In 2010, induced pluripotent stem cells (iPSCs) were studied for therapeutic use, which eliminated the controversial use of embryos. The derivation of RBCs from iPSCs was first reported,31 and using the model of hematopoieisis, cultured RBCs from sickle-cell disease patients and normal human adult-iPSCs achieved terminal maturation in vitro in terms of enuclation. Furthermore, the establishment of immortalized human erythroid progenitor cells lines from human iPSCs could be a valuable model system to study both in vitro and in vivo differentiation processes in genetic disorders of erythropoiesis. Peyrard, et al.32 suggested that 15 iPSC lines representing the most useful RBC phenotypes would be sufficient to manage 100% of allo-immunized patient. Unfortunately, current methods for the production of hESC/iPSCs are extremely inefficient and costly. However, the need for an unlimited source and production of a "universal donor" RBC product will undoubtedly demand continuous research via the ESC/iPSC derived RBC production project.

CONCLUSION

In the 21st century, regenerative medicine has been introduced as a novel therapy that has resulted in a paradigm shift in the medical arena. However, for these therapeutic methods to be utilized in clinical settings, another 10-15 years of research is anticipated.33 Use of somatic cells and ESCs, as well as cord blood-induced hematopoiesis research is well under way. Limitations of current research include high costs, as with iPSCs. In the case of artificial RBCs, progress has not been made on a large enough scale to justify substitution of current methods of transfusion. In the case of CD34+ stem cell differentiation, research is limited to the laboratory at this time, and mass production is not yet possible, precluding availability for use. Engineering technology such as bioreactor use may be necessary for successful advances.

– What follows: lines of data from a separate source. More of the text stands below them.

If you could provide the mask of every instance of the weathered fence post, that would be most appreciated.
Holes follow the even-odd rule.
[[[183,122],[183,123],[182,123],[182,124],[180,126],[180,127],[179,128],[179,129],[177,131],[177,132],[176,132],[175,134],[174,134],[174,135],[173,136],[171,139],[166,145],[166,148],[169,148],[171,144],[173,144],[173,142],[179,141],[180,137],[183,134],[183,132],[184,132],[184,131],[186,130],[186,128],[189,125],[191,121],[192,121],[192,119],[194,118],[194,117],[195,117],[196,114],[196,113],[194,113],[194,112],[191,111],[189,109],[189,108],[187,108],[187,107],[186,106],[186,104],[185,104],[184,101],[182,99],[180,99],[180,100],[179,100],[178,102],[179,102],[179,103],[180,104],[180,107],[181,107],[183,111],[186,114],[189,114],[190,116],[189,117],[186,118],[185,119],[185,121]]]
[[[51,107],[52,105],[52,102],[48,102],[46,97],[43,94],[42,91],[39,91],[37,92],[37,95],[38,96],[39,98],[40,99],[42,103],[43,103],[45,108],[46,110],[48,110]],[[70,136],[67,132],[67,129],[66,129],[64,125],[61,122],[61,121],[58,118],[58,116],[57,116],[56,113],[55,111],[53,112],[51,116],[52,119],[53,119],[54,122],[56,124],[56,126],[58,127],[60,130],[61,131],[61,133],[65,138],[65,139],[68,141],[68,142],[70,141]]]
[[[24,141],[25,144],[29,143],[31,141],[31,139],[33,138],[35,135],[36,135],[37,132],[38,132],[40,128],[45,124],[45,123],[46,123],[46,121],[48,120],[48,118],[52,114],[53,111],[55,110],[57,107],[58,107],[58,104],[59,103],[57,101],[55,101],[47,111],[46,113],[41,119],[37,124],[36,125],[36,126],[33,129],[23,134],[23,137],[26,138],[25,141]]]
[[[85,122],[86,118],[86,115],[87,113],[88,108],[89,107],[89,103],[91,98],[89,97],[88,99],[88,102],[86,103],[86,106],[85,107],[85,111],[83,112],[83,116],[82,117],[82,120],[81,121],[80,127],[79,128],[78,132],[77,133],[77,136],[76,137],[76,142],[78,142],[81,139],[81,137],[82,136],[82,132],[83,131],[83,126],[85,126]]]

Therefore, we discerned that despite many advances in stem cell-derived hematopoiesis research, we are still in the beginning stages of making RBCs available, in both quantity and quality, for clinical use. Bone marrow-derived stem cell differentiation of RBCs seems to be a physiologic and natural way of RBC procurement and would be an attractive option if functionality and production quantity can be optimized. As the longevity of our population has increased and medical care is often reliant on adequate RBC management, further research is paramount. Although a number of challenges must be overcome before the clinical usage of stem cell-derived RBCs, we are optimistic about the prospects of it becoming a reality.